BLOG — Postable
- Published: February 22, 2017
“This feels terrible.”
My daughter raised her head from where it was bowed over a plastic bowl, near the couch where she had just been lying. She was matter-of-fact as she said the words, and her face, blanched but for her bright pink cheeks, was stoic.
We’d been having a perfect Sunday earlier that day; we’d come home from Friends Meeting to find a group of neighborhood kids next door whom we had never met. One of them shyly approached as we got out of the car to go inside, and asked me if Lucy was allowed to play hide-and-seek with them. Lucy, having never before had a group of neighborhood kids invite her to play, grasped my hand and half-hid behind the purse I was holding, tentative about accepting. A sudden burst of self-confidence overtook her moments later, and she released my hand and ran to follow the other kids. I should perhaps have warned the other kids that Lucy, while very intelligent, is quite literally the worst player of hide-and-seek I’ve ever met. I went inside and looked out the living room window as Lucy counted to 20 and the other kids scattered, and I sat down and cried.
People around my age, especially those who are parents, have this obsession with collecting, preserving and publicly announcing perfect moments. Late Gen X-ers, Millennials or somewhere just in between, we were given the gift of being able to, via the Internet, broadcast the best versions of ourselves in our youth, and for many of us, it’s understood that the camera will pan out, the broadcast will widen to include our spouses and children as we age. Much has been written over the years about this now-common practice — maybe too much — so I’m not going to spend much time wringing my hands in this blog about whether or not posting pictures of my tacos on Facebook and Instagram makes my life somehow less authentic. What I will say is that, for my part, the way I process the passage of time as an adult seems to have been influenced largely by a personal and lifelong need to document, a need that I can’t really blame on social media, and one that ramped up significantly the moment my daughter was born.

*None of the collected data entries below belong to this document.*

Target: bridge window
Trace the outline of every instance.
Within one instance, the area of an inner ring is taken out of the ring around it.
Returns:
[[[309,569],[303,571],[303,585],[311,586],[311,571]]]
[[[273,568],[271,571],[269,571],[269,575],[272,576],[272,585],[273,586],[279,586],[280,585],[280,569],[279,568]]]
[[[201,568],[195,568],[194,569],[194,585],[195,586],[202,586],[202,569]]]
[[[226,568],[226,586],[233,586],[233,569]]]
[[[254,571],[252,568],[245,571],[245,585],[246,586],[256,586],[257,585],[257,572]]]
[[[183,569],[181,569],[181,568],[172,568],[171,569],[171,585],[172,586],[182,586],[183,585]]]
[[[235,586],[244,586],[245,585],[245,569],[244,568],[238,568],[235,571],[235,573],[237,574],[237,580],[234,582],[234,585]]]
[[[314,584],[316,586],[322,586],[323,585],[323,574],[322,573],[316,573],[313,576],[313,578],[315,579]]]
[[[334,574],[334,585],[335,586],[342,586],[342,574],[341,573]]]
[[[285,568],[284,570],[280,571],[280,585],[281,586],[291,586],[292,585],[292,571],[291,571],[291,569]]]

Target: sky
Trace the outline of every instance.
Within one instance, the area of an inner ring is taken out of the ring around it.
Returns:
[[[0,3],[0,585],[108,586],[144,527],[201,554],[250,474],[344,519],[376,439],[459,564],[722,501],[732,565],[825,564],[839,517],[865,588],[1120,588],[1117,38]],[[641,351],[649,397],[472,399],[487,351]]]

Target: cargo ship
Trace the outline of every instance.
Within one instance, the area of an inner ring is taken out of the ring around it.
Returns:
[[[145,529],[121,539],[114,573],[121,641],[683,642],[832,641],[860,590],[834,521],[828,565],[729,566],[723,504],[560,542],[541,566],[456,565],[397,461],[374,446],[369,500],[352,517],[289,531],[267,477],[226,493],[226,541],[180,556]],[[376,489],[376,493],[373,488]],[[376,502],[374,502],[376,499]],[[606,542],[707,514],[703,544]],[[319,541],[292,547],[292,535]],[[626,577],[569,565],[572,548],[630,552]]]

What I can attribute to social media is the occasional tendency to measure the day in what I’m going to call “postable moments” — that is, rating the day based on whether something good enough to post on Instagram or Facebook has occurred. Was it funny? Was it moving? Was it adorable? Did I post it?
It sounds as off-putting now that I’m typing as it did when it occurred to me at around 3 a.m. the other day. I was listening out for Lucy, in case she called from her bedroom. I was lying on the couch, the same couch where I had cried earlier because Lucy had so effortlessly made new friends. Now that had been a perfect, postable moment: the sight of Lucy and and the neighborhood kids playing on and around our small porch, drinking the Hawaiian Punch I’d served them each from a pitcher, wishing I’d been wearing an apron or something so I could really get into the “neighborhood mom” vibe. Yes, it was a wonderful afternoon — until Lucy came in from playing, sat down on the linoleum in front of the aquarium and puked in her hands.
What occurred to me at 3 a.m. was that every postable moment is, naturally, preceded and followed by other moments; that moments, in fact, don’t exist. Or rather, they don’t exist until later. A moment is a film reel constructed in the mind to spin at will. A moment is a ghost, a telescope, a glance from the corner of the eye.
Again, this was 3 a.m., so bear with me.
I’m not going to beat myself up for wanting to share the best parts of my day with folks and receive them in kind from others, and I’m not going to beat you up about it, either. Surely assuming anything that you’ve got to say is important to someone else is an incredible act of ego, even if that assumption is true, and that can be applied to everybody. But in our quieter hours, perhaps pre-dawn and waiting for sounds from the next room, the things we don’t share rise and announce themselves. For example, holding your child’s hair back while she repeatedly barfs into one of the mixing bowls your mom gave you, one you grew up watching her use, and which you’ll probably never use again. Wishing she felt better so you could put her to bed in her own room as you normally do and enjoy the little bit of child-free time you normally have in the evenings. The guilt you feel for having the preceding thought when your daughter raises her head from your mother’s mixing bowl and doesn’t cry, but just looks at you and says, “This feels terrible.”
I want to forget these things, but they’ll come back to me. When they do, they won’t necessarily be any more true or false than the parts of my life I typically choose to share with others. They will, though, perhaps tell me more about myself than the snapshots on my phone. Or rather, they will remind me that I’m not always High Street Mom, resplendent on the porch with a pitcher of sugar water and a smile — if I ever was. They will remind me that, sometimes, I’m tired and annoyed and dumping a bowl of vomit down the toilet — and that you are, too.